Accomplishments I’m most proud of
(personally and professionally):
This one is easy to answer. I am most proud of creating
my own company. This is both a personal and professional accomplishment.
Starting a business is perhaps the hardest thing I have ever done. And
I’m quite proud of myself for having dove in, as they say. Even with the
accolades and praises from clients for my work, I still find it
extremely challenging running my own video media production house.
Success clearly does not mean the end of the challenge.
Something hardly anyone knows about me:
Well, it is no secret that I started my career as an
actress, many years and many pounds ago. But very few know that one of
my roles was that of a young University student in a Canadian TV soap
opera called “Stress Point”. Each character had its own “stress point”.
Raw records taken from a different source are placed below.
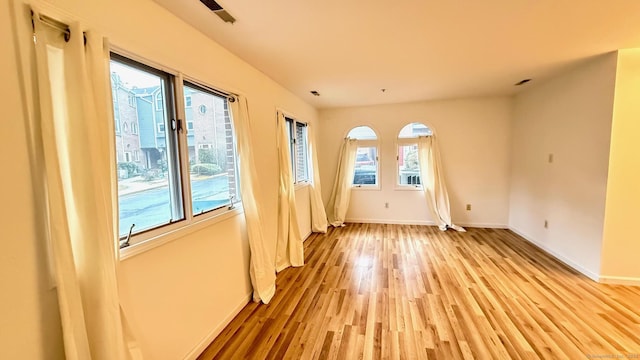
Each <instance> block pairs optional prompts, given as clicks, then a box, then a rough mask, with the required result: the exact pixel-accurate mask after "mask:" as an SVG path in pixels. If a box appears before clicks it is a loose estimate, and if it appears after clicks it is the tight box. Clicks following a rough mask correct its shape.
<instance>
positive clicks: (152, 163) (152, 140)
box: [111, 60, 184, 237]
mask: <svg viewBox="0 0 640 360" xmlns="http://www.w3.org/2000/svg"><path fill="white" fill-rule="evenodd" d="M111 86H112V95H113V109H114V119H115V121H116V124H115V129H116V131H115V138H116V158H117V176H118V204H119V211H120V214H119V215H120V229H119V234H120V237H123V236H126V235H127V233H128V232H129V229H130V228H131V226H132V225H133V224H135V227H134V229H133V233H138V232H141V231H143V230H148V229H151V228H154V227H157V226H159V225H162V224H167V223H170V222H172V221H177V220H180V219H183V218H184V216H183V212H182V211H181V208H182V205H181V199H179V197H176V196H175V195H172V194H176V193H179V191H176V190H175V189H173V190H172V186H173V187H175V186H176V185H175V184H174V183H175V182H174V181H170V180H169V178H170V175H169V173H170V172H171V169H174V168H175V167H176V166H175V165H172V164H170V163H169V162H168V161H167V159H168V158H171V157H170V156H169V157H168V156H167V152H168V151H172V150H171V149H172V145H170V143H171V142H170V141H167V139H166V137H165V133H164V131H162V132H160V131H158V130H159V129H161V128H162V130H164V126H165V123H166V121H167V118H168V113H167V109H166V108H165V107H164V106H163V105H162V104H166V103H168V102H167V101H165V100H166V99H165V96H166V95H165V94H166V87H167V86H169V84H168V77H163V76H160V75H157V74H155V73H152V72H149V71H145V70H143V68H142V67H141V68H138V67H137V66H133V65H129V64H128V63H123V62H120V61H117V60H111ZM157 104H159V105H160V107H159V108H157V107H156V105H157ZM119 129H121V131H119ZM170 184H171V185H170Z"/></svg>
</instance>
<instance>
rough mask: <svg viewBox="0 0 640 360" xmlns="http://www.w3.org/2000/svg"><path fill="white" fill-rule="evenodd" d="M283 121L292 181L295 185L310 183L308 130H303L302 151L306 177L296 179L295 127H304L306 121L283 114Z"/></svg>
mask: <svg viewBox="0 0 640 360" xmlns="http://www.w3.org/2000/svg"><path fill="white" fill-rule="evenodd" d="M285 121H286V122H287V126H288V131H289V155H291V174H292V175H293V183H294V184H295V185H304V184H310V183H311V176H312V175H311V174H312V173H311V164H310V159H309V133H308V130H307V131H305V136H306V139H305V140H306V141H305V143H304V146H305V147H304V149H303V152H304V154H305V157H304V165H305V166H306V168H307V169H306V170H307V177H306V179H302V180H298V171H299V169H298V160H299V156H298V149H297V145H298V144H299V141H300V140H299V139H298V133H297V128H298V127H304V128H305V129H306V127H307V123H305V122H302V121H299V120H296V119H294V118H293V117H289V116H285Z"/></svg>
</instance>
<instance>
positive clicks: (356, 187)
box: [351, 185, 380, 191]
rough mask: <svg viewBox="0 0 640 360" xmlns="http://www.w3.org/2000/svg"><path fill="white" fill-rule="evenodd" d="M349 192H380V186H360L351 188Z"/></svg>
mask: <svg viewBox="0 0 640 360" xmlns="http://www.w3.org/2000/svg"><path fill="white" fill-rule="evenodd" d="M351 190H367V191H371V190H380V185H362V186H352V187H351Z"/></svg>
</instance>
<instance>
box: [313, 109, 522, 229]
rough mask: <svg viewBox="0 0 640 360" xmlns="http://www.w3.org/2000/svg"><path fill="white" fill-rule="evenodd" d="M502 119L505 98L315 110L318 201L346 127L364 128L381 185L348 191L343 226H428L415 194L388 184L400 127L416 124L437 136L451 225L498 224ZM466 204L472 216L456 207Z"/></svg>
mask: <svg viewBox="0 0 640 360" xmlns="http://www.w3.org/2000/svg"><path fill="white" fill-rule="evenodd" d="M510 115H511V104H510V99H509V98H506V97H495V98H475V99H461V100H449V101H431V102H417V103H408V104H396V105H380V106H367V107H355V108H341V109H328V110H322V111H321V112H320V119H321V123H322V128H321V131H320V134H319V136H318V142H319V145H320V152H319V162H320V165H319V166H320V171H321V173H320V174H321V176H322V192H323V198H324V200H325V203H326V201H327V200H328V198H329V195H330V193H331V188H332V186H333V181H334V176H335V173H336V166H337V164H336V159H337V158H338V151H339V147H340V144H341V142H342V139H344V137H345V136H346V134H347V133H348V132H349V130H350V129H352V128H353V127H355V126H359V125H368V126H371V127H372V128H373V129H374V130H375V131H376V132H377V134H378V137H379V151H380V152H379V159H380V160H379V161H380V184H381V188H380V190H360V189H354V190H353V191H352V192H351V203H350V206H349V211H348V212H347V221H362V222H387V223H388V222H391V223H410V224H425V223H432V219H431V216H430V215H429V212H428V209H427V203H426V202H425V199H424V195H423V194H422V192H421V191H415V190H398V189H397V187H396V173H397V171H396V166H397V162H396V155H397V150H396V149H397V145H396V138H397V136H398V133H399V131H400V129H402V127H404V126H405V125H406V124H409V123H412V122H423V123H425V124H427V125H428V126H430V127H432V128H433V129H434V130H435V132H436V134H437V137H438V139H439V144H440V153H441V157H442V164H443V167H444V173H445V176H446V178H445V180H446V184H447V186H448V190H449V197H450V200H451V212H452V216H453V220H454V222H457V223H459V224H464V225H473V226H496V227H506V225H507V217H508V202H509V144H510V142H509V138H510V129H509V127H510V124H509V121H510ZM386 202H388V203H389V208H388V209H387V208H385V207H384V205H385V203H386ZM467 203H470V204H472V211H466V210H465V209H464V207H465V204H467Z"/></svg>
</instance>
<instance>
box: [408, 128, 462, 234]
mask: <svg viewBox="0 0 640 360" xmlns="http://www.w3.org/2000/svg"><path fill="white" fill-rule="evenodd" d="M418 161H419V162H420V178H421V179H422V189H423V191H424V195H425V198H426V200H427V204H428V206H429V210H430V211H431V215H432V216H433V220H434V221H435V222H436V224H437V225H438V227H439V228H440V230H442V231H445V230H447V229H449V228H451V229H454V230H457V231H465V230H464V228H462V227H460V226H457V225H455V224H453V222H451V209H450V206H449V194H448V193H447V187H446V186H445V183H444V177H443V173H442V165H441V164H440V152H439V151H438V144H437V142H436V138H435V136H426V137H420V138H418Z"/></svg>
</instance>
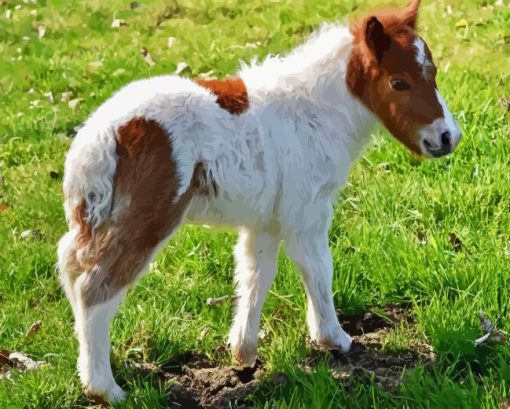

My character’s stress point was dealing with whether her very Christian
parents could handle her being a surrogate mother for an infertile
couple.
The funny part of this experience is that the short lived
TV show got a second chance at life a few years later when it was
rebroadcasted. I found out from a client of my (then) employer who asked
me, “Is it true?” “Is what true?” I asked. “Are you really going to be a
surrogate mother for that couple? And what are you studying at
University?”
I don’t know why it was that he thought it was real and
not a fiction TV show. Reality TV hadn’t even been “invented” yet. His
face got red after I explained to him that my second job was that of
acting and it was a fictitious show.
If there’s anything you’ve learned in
life, it would be…
The only one who can make dreams come true is the person
from which the dreams are coming.:) In other words, stop dreaming and
start doing. Oh, and the other half of that life lesson is that dreams
do come true! Not sometimes. Not maybe. But your real desires in life do
come true if you work for them.
What makes you most happy.
I have an odd group for my immediate family. My dog and
my niece live with me... Hmm... funny how I mentioned my dog first.
Well, I love them both equally... I mean I love my niece more. LOL!!
They both make me very happy. I’m also happier than I’ve ever been at
work, doing what I do now: creating video media for training and
promotion. It’s all that creative stuff that gets my juices going!!